For Amanda Renteria, the CEO of Code for America, the new legislation meant the work had only just begun. Renteria understood that making tax credits available is one thing, but helping families navigate bureaucracy to get them is another. Renteria also knew that Code for America, a nonprofit that helps the government use technology to better serve communities, could play a critical role in addressing that access problem.

In an interview with Protocol, Renteria explained how she made the decision to develop a proof of concept for an app that would help people claim the Child Tax Credit. Code for America developed this mock-up despite limited resources and no guarantee that it would be selected by the government as its technology partner. The leap of faith ended up paying off, and Code for America reported in May that it helped 115,000 families successfully claim the tax benefit throughout the 2021 tax filing season.

Renteria’s story, as told to Protocol, has been edited for clarity and brevity.

What we knew about the IRS, having worked with the Volunteer Income Tax Assistance Program [last year], is just how hard it is for people to get through [the system to get benefits]. With VITA, we helped create an online, mobile-friendly, simplified application that actually walks you through [the process] in both English and Spanish.

When Child Tax Credit came up, we knew that this policy — though it passed and everyone was excited about it — would actually hit a wall. We had seen the barriers over time on much easier processes, like food assistance in some states.

We knew filling out forms is extremely difficult. So there wasn't even a question of whether or not we could make this process better. Again, [this was] largely because we had been doing it for a while. We helped VITA sites go online the year before, and we could actually see how you improve throughput if you have a simplified process.

The big question for us was whether we wanted to build it, knowing we weren't sure whether it would land. A lot of the question was how we bring the White House, the Treasury, and the IRS up to speed with our lessons learned. We are a small nonprofit. There were no guarantees that anyone would believe us — trust not only our data, but our ability to do it.

We felt our need to jump in because we didn’t see it happening anywhere else. During that period of time, we were still in transition to a new administration, so we knew that the federal government was still building up its digital talent. The private sector was also focused on higher-end clients and how they were going to live in a new online world. Everything was changing during a pandemic, and the only way we were going to reach [families] was through their phones, and trying to be as simplified and trustworthy as possible.
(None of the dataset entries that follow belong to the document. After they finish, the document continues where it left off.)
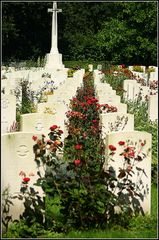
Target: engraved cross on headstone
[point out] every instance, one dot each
(54, 12)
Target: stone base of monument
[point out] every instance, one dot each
(54, 61)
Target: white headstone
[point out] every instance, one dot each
(8, 112)
(17, 156)
(142, 181)
(38, 123)
(113, 122)
(109, 99)
(153, 107)
(131, 89)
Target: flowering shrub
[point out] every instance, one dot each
(78, 184)
(137, 68)
(131, 154)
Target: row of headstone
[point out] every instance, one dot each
(153, 75)
(119, 127)
(17, 147)
(132, 90)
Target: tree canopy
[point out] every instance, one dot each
(121, 32)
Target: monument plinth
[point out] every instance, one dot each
(54, 58)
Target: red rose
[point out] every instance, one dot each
(26, 180)
(77, 162)
(34, 138)
(121, 142)
(53, 127)
(94, 121)
(129, 168)
(78, 146)
(112, 148)
(131, 154)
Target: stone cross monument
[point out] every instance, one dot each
(54, 58)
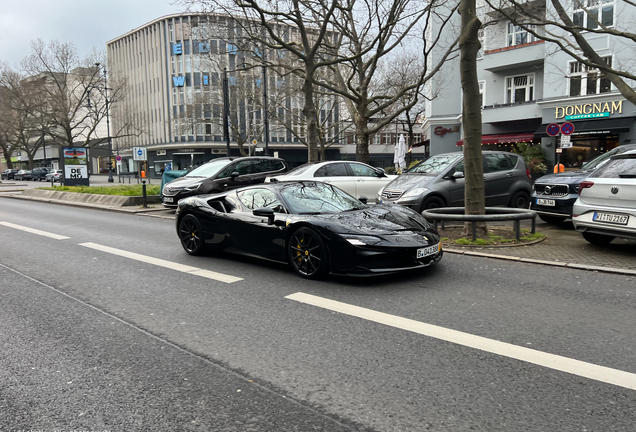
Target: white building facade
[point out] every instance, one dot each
(527, 84)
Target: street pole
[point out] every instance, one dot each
(265, 117)
(226, 110)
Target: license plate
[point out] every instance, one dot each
(611, 218)
(424, 252)
(541, 201)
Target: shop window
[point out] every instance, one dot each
(590, 13)
(520, 89)
(518, 35)
(586, 80)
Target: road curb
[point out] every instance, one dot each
(544, 262)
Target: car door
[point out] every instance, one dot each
(252, 233)
(498, 173)
(337, 174)
(367, 181)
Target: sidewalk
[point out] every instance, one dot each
(563, 247)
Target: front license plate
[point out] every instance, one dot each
(610, 218)
(424, 252)
(541, 201)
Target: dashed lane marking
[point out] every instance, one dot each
(552, 361)
(34, 231)
(164, 263)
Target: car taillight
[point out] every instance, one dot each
(584, 185)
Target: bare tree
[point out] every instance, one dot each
(475, 202)
(375, 38)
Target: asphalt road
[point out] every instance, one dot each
(96, 338)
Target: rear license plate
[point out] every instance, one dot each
(610, 218)
(424, 252)
(541, 201)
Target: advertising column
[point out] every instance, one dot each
(75, 167)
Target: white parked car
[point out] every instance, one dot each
(606, 207)
(355, 178)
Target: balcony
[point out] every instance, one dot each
(526, 55)
(511, 112)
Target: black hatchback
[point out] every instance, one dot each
(222, 174)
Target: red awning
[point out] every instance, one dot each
(504, 138)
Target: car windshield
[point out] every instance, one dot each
(617, 168)
(299, 170)
(599, 161)
(317, 198)
(209, 169)
(434, 165)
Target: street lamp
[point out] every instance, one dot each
(110, 141)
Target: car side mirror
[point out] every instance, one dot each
(265, 212)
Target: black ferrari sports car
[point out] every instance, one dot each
(315, 227)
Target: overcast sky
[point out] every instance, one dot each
(86, 24)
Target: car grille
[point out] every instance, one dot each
(170, 191)
(555, 190)
(388, 194)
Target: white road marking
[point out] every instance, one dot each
(552, 361)
(164, 263)
(34, 231)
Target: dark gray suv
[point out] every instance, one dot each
(439, 182)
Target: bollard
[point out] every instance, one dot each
(143, 188)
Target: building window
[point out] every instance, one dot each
(585, 80)
(518, 35)
(520, 88)
(589, 13)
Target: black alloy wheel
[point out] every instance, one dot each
(191, 235)
(308, 254)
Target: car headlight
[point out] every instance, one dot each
(360, 240)
(413, 193)
(192, 187)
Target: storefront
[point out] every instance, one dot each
(599, 126)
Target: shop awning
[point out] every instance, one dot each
(504, 138)
(593, 127)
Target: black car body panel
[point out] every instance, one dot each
(554, 195)
(370, 240)
(39, 174)
(250, 170)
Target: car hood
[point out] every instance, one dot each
(409, 181)
(181, 182)
(565, 177)
(378, 220)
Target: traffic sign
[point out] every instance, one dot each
(553, 129)
(139, 153)
(567, 128)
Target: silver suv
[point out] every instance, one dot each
(439, 182)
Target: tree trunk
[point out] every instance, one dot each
(309, 110)
(475, 202)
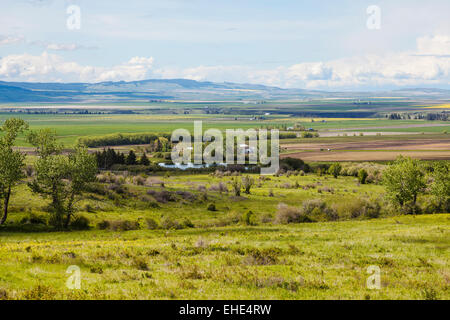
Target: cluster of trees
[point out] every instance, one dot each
(407, 178)
(109, 157)
(441, 116)
(444, 116)
(117, 139)
(62, 178)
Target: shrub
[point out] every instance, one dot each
(34, 219)
(80, 223)
(186, 195)
(262, 256)
(317, 209)
(236, 185)
(118, 225)
(188, 223)
(335, 169)
(220, 187)
(169, 223)
(163, 196)
(248, 218)
(152, 224)
(287, 214)
(247, 183)
(140, 181)
(362, 176)
(359, 208)
(3, 294)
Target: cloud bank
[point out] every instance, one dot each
(428, 65)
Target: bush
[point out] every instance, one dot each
(163, 196)
(152, 224)
(317, 209)
(362, 176)
(359, 208)
(287, 214)
(248, 218)
(335, 169)
(80, 223)
(118, 225)
(220, 187)
(247, 183)
(169, 223)
(188, 223)
(34, 219)
(186, 195)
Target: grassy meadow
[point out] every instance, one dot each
(184, 235)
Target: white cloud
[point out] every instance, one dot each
(51, 67)
(428, 65)
(437, 45)
(8, 39)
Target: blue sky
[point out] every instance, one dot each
(304, 44)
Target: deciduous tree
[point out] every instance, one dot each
(11, 161)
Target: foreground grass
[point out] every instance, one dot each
(303, 261)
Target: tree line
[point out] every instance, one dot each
(60, 177)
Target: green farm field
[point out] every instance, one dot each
(72, 126)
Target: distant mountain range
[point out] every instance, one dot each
(179, 90)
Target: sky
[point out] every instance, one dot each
(326, 45)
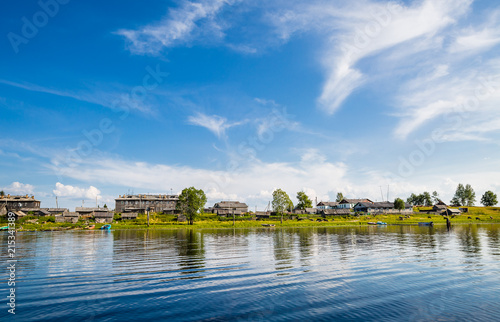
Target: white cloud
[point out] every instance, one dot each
(76, 192)
(357, 30)
(114, 98)
(178, 27)
(241, 182)
(18, 188)
(215, 124)
(469, 96)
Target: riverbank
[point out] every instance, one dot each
(158, 221)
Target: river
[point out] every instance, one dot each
(394, 273)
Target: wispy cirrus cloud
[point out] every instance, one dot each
(179, 27)
(73, 192)
(18, 188)
(113, 98)
(214, 123)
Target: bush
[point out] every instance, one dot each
(48, 219)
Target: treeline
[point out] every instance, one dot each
(464, 196)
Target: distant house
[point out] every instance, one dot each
(335, 212)
(14, 203)
(439, 207)
(307, 211)
(262, 214)
(101, 215)
(384, 207)
(451, 212)
(129, 215)
(71, 217)
(56, 211)
(327, 205)
(141, 203)
(226, 208)
(350, 203)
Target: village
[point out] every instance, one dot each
(129, 207)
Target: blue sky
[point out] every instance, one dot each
(242, 97)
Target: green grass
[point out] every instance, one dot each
(161, 221)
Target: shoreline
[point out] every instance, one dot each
(260, 225)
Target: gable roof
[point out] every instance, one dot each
(354, 201)
(335, 212)
(328, 203)
(230, 204)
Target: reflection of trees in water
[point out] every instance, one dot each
(191, 251)
(424, 238)
(283, 247)
(493, 233)
(305, 244)
(468, 238)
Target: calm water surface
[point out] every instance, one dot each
(368, 273)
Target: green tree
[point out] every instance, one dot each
(412, 199)
(435, 197)
(191, 203)
(340, 197)
(427, 199)
(469, 196)
(399, 204)
(281, 202)
(489, 199)
(304, 201)
(459, 197)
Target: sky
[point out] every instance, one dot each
(374, 99)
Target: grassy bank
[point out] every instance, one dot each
(160, 221)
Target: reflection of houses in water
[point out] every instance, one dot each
(228, 208)
(141, 203)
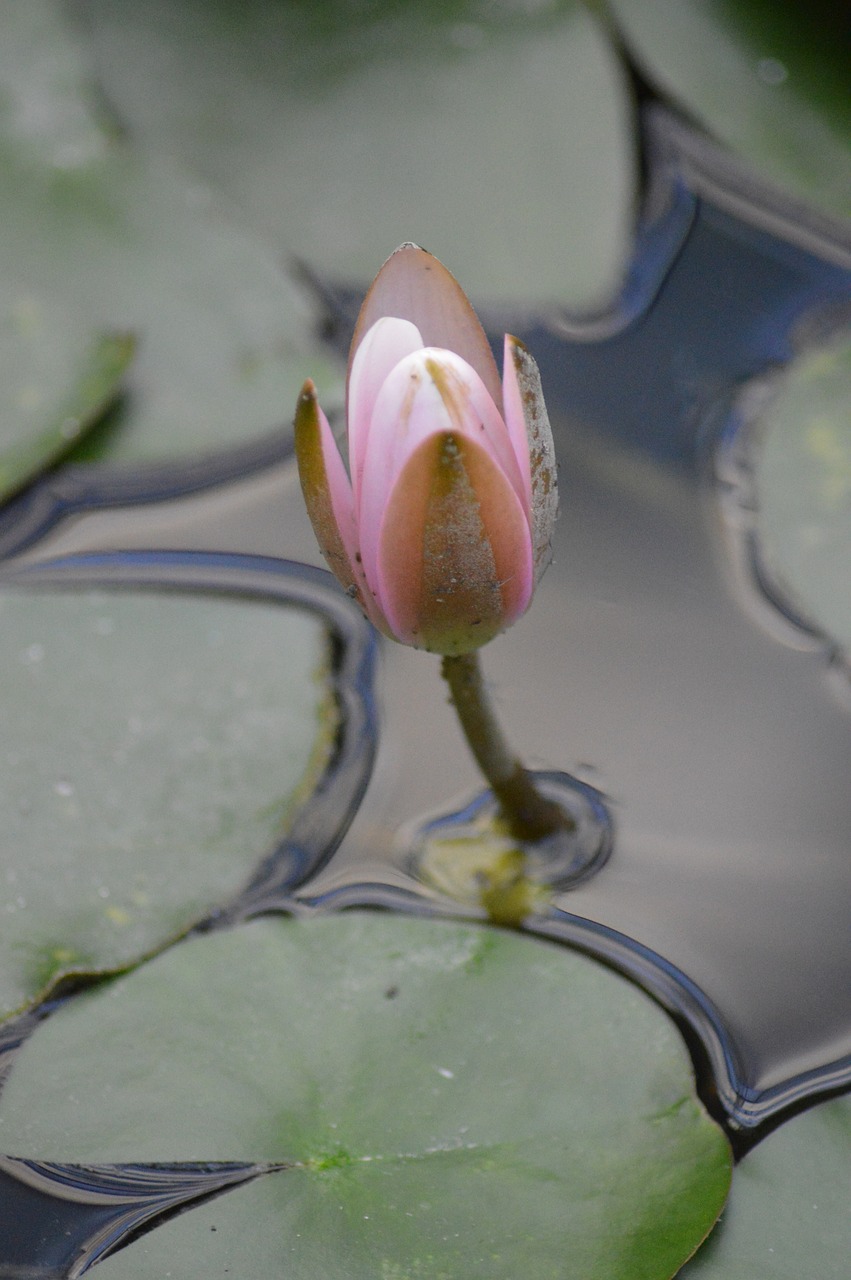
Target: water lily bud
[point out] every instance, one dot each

So in very short order, our engineering team put together a mock-up of what it would look like. [It showed] what the experience would be, how we would triage, how we would ensure that clients are being taken care of through chat. We were able to turn this around in a couple of weeks, but it was based on 10 years of research. We were really confident in our ability to create a front door that spoke to the clients we were trying to serve. We were less confident in whether or not it would be enough to show [the White House] what's possible.

In a meeting with the White House and Treasury, we walked through the actual process someone would go through. Within that, not only did we build trust in terms of the relationship we already had, but the tangibility of seeing the vision of what was possible was a key difference for them. But that took some risk on our part — we had to build it before we knew whether it would actually be a relationship that could lead to the scale we have now proved to have.